# "Castle Story" - 8Dio 2013 Stand Out Contest Submission



## duanran007 (Sep 1, 2013)

Hi guys, I just want to share this little piece. You might have heard a unfinished version in the BWW/8Dio Clarie Clarinet topic. And here is a finished version by using 8Dio Clarinet for the main melody part. I have to say that Claire Clarinet is a truly amazing solo instrument and it also works with other instruments very well.

https://soundcloud.com/novation_music/d ... ut-contest

[flash width=450 height=110 loop=false]http://player.soundcloud.com/player.swf?url=http%3A%2F%2Fapi.soundcloud.com%2Ftracks%2F108196876&secret_url=false[/flash]


8Dio Instruments: Clarie Clarinet, Adagio Violins, Violas and Cellos

Thanks for listening! Any suggestions/comments/criticisms are very welcome!


----------



## BoulderBrow (Sep 1, 2013)

Lovely! You've accomplished a great deal here


----------



## TimJohnson (Sep 1, 2013)

Very nice! Good luck


----------



## SimonCharlesHanna (Sep 1, 2013)

duanran007 @ Mon 02 Sep said:


> Hi guys, I just want to share this little piece. You might have heard a unfinished version in the BWW/8Dio Clarie Clarinet topic. And here is a finished version by using 8Dio Clarinet for the main melody part. I have to say that Claire Clarinet is a truly amazing solo instrument and it also works with other instruments very well.
> 
> https://soundcloud.com/novation_music/d ... ut-contest
> 
> ...



I really like this piece! Fantastic motifs and use of virtual instruments. You sold me the Clarinet with this piece for sure!

May I ask what reverb your using + Other mixing techniques?

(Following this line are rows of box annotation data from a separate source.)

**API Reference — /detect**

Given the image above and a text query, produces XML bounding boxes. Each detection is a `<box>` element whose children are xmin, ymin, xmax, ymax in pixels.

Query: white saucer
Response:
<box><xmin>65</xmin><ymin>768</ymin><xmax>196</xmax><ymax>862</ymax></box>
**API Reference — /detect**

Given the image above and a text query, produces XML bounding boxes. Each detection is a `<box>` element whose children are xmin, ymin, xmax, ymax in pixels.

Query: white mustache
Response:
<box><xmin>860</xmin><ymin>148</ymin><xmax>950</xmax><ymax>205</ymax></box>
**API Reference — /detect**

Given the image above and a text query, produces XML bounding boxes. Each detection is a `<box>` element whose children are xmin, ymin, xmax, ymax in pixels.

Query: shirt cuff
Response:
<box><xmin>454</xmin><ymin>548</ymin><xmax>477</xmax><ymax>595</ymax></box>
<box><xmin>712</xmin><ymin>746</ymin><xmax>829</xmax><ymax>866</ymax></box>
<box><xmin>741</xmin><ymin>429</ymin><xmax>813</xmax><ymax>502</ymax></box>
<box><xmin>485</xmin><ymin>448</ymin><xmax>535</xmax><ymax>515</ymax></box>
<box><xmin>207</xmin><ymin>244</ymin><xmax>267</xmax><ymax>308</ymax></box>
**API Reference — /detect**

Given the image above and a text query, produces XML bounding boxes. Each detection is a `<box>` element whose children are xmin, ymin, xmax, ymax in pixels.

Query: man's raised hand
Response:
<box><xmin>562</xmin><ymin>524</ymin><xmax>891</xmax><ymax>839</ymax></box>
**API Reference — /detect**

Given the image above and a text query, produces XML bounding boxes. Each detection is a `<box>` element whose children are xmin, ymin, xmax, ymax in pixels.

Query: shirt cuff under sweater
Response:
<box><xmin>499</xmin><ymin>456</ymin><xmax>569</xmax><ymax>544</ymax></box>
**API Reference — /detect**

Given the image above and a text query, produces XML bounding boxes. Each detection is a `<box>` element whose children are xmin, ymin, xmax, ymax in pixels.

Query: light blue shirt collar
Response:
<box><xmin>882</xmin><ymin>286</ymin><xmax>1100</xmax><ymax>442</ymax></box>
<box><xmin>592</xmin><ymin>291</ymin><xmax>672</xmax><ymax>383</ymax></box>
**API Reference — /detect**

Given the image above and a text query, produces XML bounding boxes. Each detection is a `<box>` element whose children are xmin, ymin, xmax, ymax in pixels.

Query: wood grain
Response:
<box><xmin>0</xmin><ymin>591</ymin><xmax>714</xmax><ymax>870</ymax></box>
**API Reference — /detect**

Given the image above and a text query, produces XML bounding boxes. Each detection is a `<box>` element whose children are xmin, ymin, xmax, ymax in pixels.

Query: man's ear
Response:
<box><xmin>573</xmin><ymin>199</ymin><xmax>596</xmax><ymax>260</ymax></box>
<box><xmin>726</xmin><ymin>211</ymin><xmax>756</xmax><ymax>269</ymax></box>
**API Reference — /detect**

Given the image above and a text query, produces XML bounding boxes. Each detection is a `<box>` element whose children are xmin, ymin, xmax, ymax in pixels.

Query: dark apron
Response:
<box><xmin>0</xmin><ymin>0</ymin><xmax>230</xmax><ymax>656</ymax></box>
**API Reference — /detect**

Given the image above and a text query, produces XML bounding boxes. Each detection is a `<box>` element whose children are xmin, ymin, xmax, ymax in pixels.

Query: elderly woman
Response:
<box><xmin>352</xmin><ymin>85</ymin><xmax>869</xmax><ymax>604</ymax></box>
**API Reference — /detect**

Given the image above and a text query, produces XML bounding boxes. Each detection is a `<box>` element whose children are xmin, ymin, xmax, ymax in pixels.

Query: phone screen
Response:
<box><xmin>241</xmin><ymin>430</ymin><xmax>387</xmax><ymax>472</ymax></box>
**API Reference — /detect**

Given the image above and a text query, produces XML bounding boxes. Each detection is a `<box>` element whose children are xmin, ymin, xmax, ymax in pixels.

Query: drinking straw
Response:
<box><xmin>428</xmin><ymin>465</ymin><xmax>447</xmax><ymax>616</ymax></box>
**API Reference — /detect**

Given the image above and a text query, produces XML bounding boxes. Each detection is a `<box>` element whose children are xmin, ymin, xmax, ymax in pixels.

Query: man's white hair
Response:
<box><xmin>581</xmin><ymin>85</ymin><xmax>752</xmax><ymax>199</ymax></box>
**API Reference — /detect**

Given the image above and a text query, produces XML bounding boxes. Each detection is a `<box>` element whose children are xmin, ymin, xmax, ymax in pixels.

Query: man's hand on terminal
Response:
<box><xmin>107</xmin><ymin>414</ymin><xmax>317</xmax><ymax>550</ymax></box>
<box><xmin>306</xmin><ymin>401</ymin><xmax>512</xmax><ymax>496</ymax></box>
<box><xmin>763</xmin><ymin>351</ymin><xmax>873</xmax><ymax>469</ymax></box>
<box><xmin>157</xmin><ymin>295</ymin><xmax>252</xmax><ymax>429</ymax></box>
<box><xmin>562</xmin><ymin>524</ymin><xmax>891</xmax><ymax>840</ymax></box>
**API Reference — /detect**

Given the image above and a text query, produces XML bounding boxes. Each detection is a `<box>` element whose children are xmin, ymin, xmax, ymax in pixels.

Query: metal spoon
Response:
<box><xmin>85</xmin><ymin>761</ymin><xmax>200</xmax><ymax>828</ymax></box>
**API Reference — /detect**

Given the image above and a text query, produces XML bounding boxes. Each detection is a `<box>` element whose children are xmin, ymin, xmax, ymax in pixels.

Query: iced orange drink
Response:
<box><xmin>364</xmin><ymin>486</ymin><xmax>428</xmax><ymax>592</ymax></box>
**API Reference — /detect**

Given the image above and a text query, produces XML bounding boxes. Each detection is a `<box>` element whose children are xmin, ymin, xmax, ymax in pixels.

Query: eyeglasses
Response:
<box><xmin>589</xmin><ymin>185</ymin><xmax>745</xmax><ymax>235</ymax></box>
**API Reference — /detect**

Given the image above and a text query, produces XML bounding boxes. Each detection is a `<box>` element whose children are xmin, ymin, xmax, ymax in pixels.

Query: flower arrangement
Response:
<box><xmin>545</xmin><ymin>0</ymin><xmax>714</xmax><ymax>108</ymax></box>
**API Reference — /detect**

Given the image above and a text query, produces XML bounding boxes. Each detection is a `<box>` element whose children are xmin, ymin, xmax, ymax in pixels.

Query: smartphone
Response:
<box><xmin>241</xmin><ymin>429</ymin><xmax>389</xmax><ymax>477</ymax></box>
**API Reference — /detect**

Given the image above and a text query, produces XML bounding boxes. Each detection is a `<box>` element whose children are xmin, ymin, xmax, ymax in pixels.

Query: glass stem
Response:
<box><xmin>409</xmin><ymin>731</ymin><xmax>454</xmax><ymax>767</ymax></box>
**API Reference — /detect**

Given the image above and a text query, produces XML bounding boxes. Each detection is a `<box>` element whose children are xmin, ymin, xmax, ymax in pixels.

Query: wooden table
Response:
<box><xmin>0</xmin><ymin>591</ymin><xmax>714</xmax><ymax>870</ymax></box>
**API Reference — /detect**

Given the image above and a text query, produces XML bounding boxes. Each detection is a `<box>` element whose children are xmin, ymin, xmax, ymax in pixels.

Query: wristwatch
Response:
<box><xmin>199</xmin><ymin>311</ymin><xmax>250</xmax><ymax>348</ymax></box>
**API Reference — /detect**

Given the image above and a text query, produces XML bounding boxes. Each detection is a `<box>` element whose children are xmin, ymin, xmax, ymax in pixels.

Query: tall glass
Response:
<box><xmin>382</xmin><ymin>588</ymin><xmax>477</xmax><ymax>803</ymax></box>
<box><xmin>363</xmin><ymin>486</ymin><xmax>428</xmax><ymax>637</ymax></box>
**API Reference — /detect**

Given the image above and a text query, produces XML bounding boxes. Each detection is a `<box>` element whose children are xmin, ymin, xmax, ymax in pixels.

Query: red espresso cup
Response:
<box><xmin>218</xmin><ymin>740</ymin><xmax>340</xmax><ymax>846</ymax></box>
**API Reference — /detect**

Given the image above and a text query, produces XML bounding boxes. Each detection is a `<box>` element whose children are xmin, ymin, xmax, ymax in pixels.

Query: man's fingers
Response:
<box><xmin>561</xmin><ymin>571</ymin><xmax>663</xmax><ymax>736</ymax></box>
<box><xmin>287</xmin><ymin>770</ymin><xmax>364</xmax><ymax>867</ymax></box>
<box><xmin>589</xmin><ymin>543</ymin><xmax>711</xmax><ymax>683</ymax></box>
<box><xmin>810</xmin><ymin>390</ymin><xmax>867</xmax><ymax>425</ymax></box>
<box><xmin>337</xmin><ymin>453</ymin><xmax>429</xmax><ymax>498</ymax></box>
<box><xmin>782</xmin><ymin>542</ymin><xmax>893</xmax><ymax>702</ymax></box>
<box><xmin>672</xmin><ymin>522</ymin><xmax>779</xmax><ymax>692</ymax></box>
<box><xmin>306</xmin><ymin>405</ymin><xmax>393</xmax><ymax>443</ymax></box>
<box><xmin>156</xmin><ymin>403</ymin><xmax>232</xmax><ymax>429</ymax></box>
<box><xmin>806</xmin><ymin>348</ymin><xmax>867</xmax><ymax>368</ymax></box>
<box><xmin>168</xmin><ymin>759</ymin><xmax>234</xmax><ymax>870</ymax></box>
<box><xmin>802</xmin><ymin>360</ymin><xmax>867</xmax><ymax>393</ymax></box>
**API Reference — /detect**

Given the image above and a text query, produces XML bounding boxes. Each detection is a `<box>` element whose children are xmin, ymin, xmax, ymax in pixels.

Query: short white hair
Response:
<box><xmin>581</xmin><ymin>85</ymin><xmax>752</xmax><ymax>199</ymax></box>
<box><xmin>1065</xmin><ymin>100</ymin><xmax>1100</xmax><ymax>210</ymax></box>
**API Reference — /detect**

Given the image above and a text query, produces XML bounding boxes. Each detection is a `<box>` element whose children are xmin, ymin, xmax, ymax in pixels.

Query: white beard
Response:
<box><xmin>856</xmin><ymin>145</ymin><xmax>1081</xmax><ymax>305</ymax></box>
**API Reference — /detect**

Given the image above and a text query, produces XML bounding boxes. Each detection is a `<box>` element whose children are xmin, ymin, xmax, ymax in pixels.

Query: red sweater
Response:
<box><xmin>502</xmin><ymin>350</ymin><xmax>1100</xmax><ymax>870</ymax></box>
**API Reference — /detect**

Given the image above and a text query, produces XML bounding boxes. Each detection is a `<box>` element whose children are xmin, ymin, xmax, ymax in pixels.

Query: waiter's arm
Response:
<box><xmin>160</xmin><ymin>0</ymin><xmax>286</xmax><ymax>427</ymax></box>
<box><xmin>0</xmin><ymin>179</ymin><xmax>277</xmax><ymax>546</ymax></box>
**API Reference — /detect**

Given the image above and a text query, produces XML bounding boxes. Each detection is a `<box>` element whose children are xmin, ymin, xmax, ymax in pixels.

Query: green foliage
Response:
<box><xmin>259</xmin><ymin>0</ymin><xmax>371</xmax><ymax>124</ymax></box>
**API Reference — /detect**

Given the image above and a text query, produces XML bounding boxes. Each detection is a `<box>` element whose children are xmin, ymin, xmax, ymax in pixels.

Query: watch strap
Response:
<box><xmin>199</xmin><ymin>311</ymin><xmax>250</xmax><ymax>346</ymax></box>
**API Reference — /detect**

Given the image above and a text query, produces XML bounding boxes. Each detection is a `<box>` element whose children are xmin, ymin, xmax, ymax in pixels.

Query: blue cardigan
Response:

It's such a lush warm mix!


----------



## duanran007 (Sep 2, 2013)

BoulderBrow @ Sun Sep 01 said:


> Lovely! You've accomplished a great deal here





TimJohnson @ Sun Sep 01 said:


> Very nice! Good luck



Many thanks!!!!



SimonCharlesHanna @ Sun Sep 01 said:


> I really like this piece! Fantastic motifs and use of virtual instruments. You sold me the Clarinet with this piece for sure!
> 
> May I ask what reverb your using + Other mixing techniques?
> 
> It's such a lush warm mix!



Thank you Simon! I'm really glad that you like the mixing part in this piece, because I always have less confidence for my mixing skill. :oops: 

The reverb I used is 2CAudio B2. I also put Slate Digital VCC on every group track, VBC and VTM on main bus. Probably those beauties really added some warmth and vibes :D


----------



## Frankly-h (Sep 2, 2013)

This is beautiful. Were you inspired by Korsakov?


----------



## duanran007 (Sep 3, 2013)

Frankly-h @ Mon Sep 02 said:


> This is beautiful. Were you inspired by Korsakov?



:D you read my mind! I was thinking the 3rd mvt. of Scheherazade when I edit the clarinet part!


----------



## Anonymous (Sep 5, 2013)

Beautiful work!


----------



## ryans (Sep 5, 2013)

Not much else to say but wow. Great writing...


----------